Animation
When used properly, animation can guide people through our products. It can draw them toward critical information more quickly, alert them to errors, and bring clarity and understanding to even the most complex interface.
Interface animation is incredibly powerful, that’s true—but it can be just as difficult to apply effectively. Here are some guiding principles for introducing animation to your product.
Design principles
These principles aim to suggest approaches and sensible defaults for how animation fits into the Resonance ecosystem. Animation can be helpful, it’s not always critical, so it is important that it only added to enhance the experience. These principles can help guide if animation is right for your scenario:
Purposeful
Animation is most effective when it has a clear, communicative purpose. Every animation we add to our interfaces should serve a purpose: an animation should provide a sense of hierarchy, or of meaningful direction; it should draw attention to an important element, or communicate that an action occurred.
- Animation should only be used when it provides clarity or direction.
- Think about what is changing, why it’s important, and whether animation helps communicate that or not.
- Effective animation provide trust by signaling that the product is working.
Accessible
An accessible animation respects people with different needs. Some may not see the screen; others may become confused or sickened by moving elements. To that end, our interfaces should always be understandable without the animation—put another way, our animation is an enhancement to an already well-designed interface.
When someone signals that they do not want animation, whether due to preference or need, we should listen to them. In those cases, we should simplify our animations or, when appropriate, disable them.
Respectful
People rely on our products to get their jobs done. As a result, our animations should respect their time, emphasizing clarity above all else, and communicating without excessive or needless flourish. This helps establish trust between our products and our audiences.
An animation should be simple when applied to repetitive tasks; more complex animation should be reserved for tasks encountered less frequently.
Consistent
When thoughtfully, consistently applied, animation can create connectedness throughout our interfaces. Every Resonance component is animated to a shared rhythm and movement. When we add additional animation to our products, it should feel part of that greater whole.
- Be mindful of which axis you are animating—x-axis (left-right), y-axis (up-down), or z-axis (forward-back)—and be consistent in your usage across similar interactions.
- Consider the context, and work to apply similar animations for existing shared contexts. For example, all buttons should have similar animations.
Usage guidelines
Timing
As a general rule, your animation is going to feel slower to others than it does to you. Always err on the side of caution and make your animations happen faster than you think they should. We never want to sacrifice performance for the sake of a showy animation. Even if the animation is not negatively impacting performance, it should still feel fast and fluid and not give people any feeling of slowing down their workflows.
Feeling
Resonance is designed to provide a quiet, calm workspace where people can comfortably spend many hours. Our animations should enhance that feeling, without being overpowering. Resonance feels slightly quirky and optimistic, but never childish. Playfulness in animation shouldn’t be confused with fluff or decoration; when applied properly, animation does not draw attention to itself
Contextual
The different types of animation scenarios can broadly be categorized into three buckets: attention grabbing (such as errors), state change (such as hovers on a radio button), and spatial (such as sliding between screens). These contexts are not mutually exclusive—for example, a drawer opening and closing is attention grabbing and spatial.
Recommendations
- If a user repeatedly views the same animation, that animation should not be disorienting or needlessly distracting.
- Animation should reinforce the existing hierarchy on the page.

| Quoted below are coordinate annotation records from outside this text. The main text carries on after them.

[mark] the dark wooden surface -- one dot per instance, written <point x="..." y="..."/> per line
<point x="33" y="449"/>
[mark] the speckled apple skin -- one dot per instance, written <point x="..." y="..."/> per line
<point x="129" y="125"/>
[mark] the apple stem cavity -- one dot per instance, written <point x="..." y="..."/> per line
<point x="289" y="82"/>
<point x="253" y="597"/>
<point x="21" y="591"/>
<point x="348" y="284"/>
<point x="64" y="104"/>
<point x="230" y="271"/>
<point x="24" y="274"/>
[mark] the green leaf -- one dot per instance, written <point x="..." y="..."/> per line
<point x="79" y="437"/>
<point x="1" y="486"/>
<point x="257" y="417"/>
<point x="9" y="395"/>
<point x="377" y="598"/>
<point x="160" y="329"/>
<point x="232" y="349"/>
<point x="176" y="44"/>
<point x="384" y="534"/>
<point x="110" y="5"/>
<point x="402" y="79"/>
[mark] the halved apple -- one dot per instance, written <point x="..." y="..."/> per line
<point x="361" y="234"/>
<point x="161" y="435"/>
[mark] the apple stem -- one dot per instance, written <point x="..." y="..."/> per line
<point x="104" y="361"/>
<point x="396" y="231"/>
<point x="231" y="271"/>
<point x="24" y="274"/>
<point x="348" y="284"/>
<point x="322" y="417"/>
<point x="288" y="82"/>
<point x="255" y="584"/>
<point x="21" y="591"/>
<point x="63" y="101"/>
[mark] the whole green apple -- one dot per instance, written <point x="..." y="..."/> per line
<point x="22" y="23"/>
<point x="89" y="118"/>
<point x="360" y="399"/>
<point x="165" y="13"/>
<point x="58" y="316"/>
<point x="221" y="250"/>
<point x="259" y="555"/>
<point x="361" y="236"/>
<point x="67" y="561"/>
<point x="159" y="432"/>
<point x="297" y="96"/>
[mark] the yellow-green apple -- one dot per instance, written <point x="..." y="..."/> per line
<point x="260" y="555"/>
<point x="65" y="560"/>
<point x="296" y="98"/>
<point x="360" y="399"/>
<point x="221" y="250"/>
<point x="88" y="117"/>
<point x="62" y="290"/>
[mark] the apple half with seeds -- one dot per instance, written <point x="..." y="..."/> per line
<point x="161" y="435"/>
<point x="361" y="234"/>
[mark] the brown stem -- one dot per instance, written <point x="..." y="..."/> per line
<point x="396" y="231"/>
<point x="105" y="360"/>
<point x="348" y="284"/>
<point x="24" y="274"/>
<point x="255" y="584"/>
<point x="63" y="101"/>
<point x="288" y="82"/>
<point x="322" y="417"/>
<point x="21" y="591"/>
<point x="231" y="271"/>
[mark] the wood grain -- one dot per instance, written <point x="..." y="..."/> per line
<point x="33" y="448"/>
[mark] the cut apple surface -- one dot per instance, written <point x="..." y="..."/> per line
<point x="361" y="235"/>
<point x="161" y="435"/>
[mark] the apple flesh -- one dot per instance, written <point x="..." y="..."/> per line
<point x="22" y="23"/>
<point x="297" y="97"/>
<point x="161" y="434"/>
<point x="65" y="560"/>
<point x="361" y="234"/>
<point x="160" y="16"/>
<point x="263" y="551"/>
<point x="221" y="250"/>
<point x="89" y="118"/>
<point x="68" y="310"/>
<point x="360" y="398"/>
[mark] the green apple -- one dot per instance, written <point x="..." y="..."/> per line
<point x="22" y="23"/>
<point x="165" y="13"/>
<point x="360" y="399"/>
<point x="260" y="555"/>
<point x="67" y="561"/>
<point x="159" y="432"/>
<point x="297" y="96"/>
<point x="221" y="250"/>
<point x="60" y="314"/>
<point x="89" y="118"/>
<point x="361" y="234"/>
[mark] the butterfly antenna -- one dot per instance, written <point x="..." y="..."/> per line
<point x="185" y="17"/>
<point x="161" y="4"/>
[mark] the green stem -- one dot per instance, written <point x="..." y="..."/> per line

Be intentional with what you are giving motion, and how much motion. Just like a primary button should be more attention-grabbing than a secondary button, a hover animation for a radio button shouldn’t be more noticeable than a notification.
- Animations should act as an additive bridge between the initial state of a component and subsequent states of that component.
Implementation guidelines
Good animations can be built poorly, and bad animations can be built well. These guidelines will help to ensure that you build good animations well.
Unobtrusive
- An external application shouldn't need to sequence its operations around visual enhancements. The application should always operate in a manner optimized to its own behaviors. Resonance animations should simply apply a layer of visual enhancement onto the core UI.
- If you're animating an element, don't harm the interactivity or binding like destroying and recreating it for the sake of animation alone. Animation is an invisible top-level feature.
- When keeping interactive elements on screen longer than an application is using them, Resonance should handle blocking interactivity to these elements during an animation sequence to prevent repeated user input.
Encapsulated
- Keep all animation-related complexity contained within the Resonance repo where it can be shared across all Chorus applications.
- Resonance should handle binding all animation event listeners, and then cleaning them back up when finished.
Performant
- Resonance animations should be optimized to the capabilities of a web browser, and should take care to implement efficient motion patterns that provide a smooth and consistent UI experience.
- Prefer animating GPU-optimized CSS properties like
transform
andopacity
. Avoid animating layout properties (likeleft
,right
,top
,bottom
, and/ormargin
s) that will trigger document reflows when changed.